Sono dunque pochi i nomi dei toreri che scendono a Madrid assumendo le responsabilità che questa plaza pretende: Paco Ureña con tre giornate per tre avversari di origini diverse (corride di Puerto de San Lorenzo, Nuñez del Cuvillo, Victorino Martín), Juan Bautista jefe de lidia nella corsa de La Quinta e in una di Nuñez del Cuvillo, El Cid che stoccherà La Quinta e Adolfo, Rafaelillo che si digerirà Miura e Escolar, e sopratuttto Román. Il giovane valenciano, alternativa nel 2014 e trionfo da porta grande proprio a Madrid lo scorso ferragosto, non si accomoda e mette la gamba: Fuente Ymbro, Juan Pedro e Miura per lui.
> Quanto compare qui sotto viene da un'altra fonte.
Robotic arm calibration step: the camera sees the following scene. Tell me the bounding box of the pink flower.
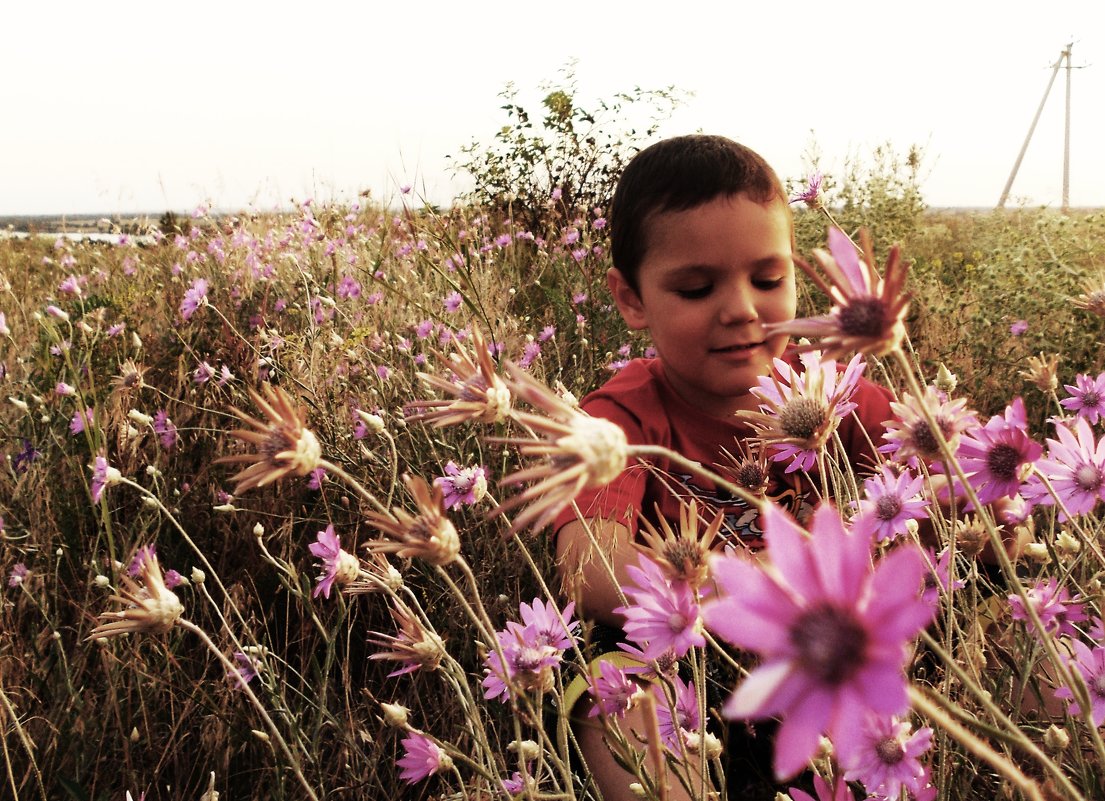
[1009,579,1088,636]
[614,554,706,660]
[852,464,928,542]
[1059,372,1105,425]
[1022,417,1105,523]
[840,715,933,799]
[652,676,702,755]
[396,731,453,784]
[180,278,208,322]
[433,460,487,509]
[704,505,933,778]
[307,525,360,598]
[956,398,1043,504]
[1055,640,1105,728]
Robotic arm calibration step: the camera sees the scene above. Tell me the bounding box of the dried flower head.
[494,362,630,533]
[633,500,725,589]
[365,475,461,565]
[406,329,511,426]
[1074,275,1105,317]
[1018,351,1059,392]
[215,383,323,494]
[88,548,185,640]
[766,228,909,359]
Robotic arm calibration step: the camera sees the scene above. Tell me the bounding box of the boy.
[556,136,893,801]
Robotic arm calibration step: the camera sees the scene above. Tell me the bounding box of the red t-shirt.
[554,350,893,548]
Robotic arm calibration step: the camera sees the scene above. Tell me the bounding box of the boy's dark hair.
[610,134,789,289]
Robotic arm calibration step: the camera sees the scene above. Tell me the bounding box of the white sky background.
[0,0,1105,214]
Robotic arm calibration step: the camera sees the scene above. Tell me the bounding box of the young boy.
[556,136,893,801]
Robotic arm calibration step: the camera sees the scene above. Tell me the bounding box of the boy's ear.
[607,267,649,330]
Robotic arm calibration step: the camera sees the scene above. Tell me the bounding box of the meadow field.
[0,131,1105,801]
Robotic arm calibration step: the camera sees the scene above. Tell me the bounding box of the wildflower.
[154,409,179,451]
[878,386,978,463]
[843,715,933,799]
[613,555,706,658]
[633,500,725,590]
[8,562,31,588]
[368,601,445,678]
[766,228,909,359]
[396,731,453,784]
[112,359,147,393]
[852,464,928,542]
[1055,640,1105,728]
[956,398,1043,504]
[407,331,511,426]
[652,676,702,755]
[1074,276,1105,317]
[1023,418,1105,523]
[587,660,644,718]
[433,460,487,509]
[88,549,185,640]
[1059,372,1105,425]
[495,362,629,531]
[307,525,360,598]
[790,170,824,209]
[215,383,322,494]
[180,278,208,323]
[737,351,865,473]
[1009,579,1090,636]
[703,504,933,779]
[92,456,123,504]
[366,475,461,565]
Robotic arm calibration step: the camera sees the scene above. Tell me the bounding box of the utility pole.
[998,42,1074,211]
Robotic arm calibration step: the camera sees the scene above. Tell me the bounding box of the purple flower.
[588,660,641,718]
[852,464,928,542]
[704,504,933,779]
[180,278,208,322]
[444,292,464,313]
[396,731,453,784]
[956,398,1043,508]
[1059,372,1105,425]
[1022,417,1105,523]
[613,554,706,660]
[1055,640,1105,728]
[841,715,933,799]
[307,525,360,598]
[433,460,487,509]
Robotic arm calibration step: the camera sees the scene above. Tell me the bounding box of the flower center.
[840,297,886,337]
[779,398,828,440]
[875,495,902,520]
[1074,464,1105,493]
[986,442,1021,481]
[790,605,867,686]
[875,737,905,765]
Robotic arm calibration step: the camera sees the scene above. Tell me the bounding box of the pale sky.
[0,0,1105,214]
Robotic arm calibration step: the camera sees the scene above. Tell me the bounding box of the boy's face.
[607,194,796,417]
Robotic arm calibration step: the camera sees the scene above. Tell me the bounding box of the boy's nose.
[719,289,758,325]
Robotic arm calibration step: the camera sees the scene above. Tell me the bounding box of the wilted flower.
[765,228,909,359]
[703,505,933,778]
[407,329,511,426]
[215,383,322,494]
[737,351,865,473]
[368,601,445,678]
[397,731,453,784]
[88,548,185,640]
[307,525,360,598]
[365,475,461,565]
[495,362,629,531]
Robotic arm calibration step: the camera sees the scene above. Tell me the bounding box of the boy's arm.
[556,518,636,629]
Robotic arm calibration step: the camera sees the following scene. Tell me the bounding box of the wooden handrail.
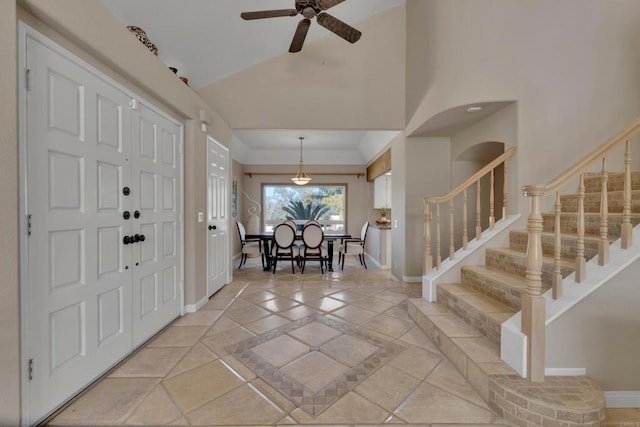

Tra gli allevamenti proposti va un poco meglio: tralasciando la consueta e prevedibile valanga domecq, che pure avrebbe meritato maggiore varietà (due corse a testa per Victoriano del Río e Nuñez del Cuvillo sono davvero indigeribili, e l’assenza di Antonio Bañuelos poco comprensibile) una decina buona di pomeriggi vanta tori che interessano l’aficionado e che perlomeno promettono emozione e integrità. I tre ferri albaserrada (Escolar, Adolfo, Victorino) sono distribuiti nel ciclo, e poi ancora Dolores Aguirre o Saltillo, Partido de Resina o Baltasar Ibán. Peccato per Rehuelga che, dopo una corsa grandiosa l’anno scorso a Las Ventas, per onesta ammissione dell’allevatore non ha potuto portare che tre soli tori degni di questa arena.

In buona sostanza Madrid offre per questa stagione una feria enormemente lunga in cui è impossibile trovare anche un solo grande cartel all’altezza del prestigio dell’arena, in cui le figuras giocano vergognosamente a nascondino e nella quale l’aficionado dovrà accontentarsi di cercare le ragioni della propria ostinazione in qualche sparso elemento di interesse qui e là. Male.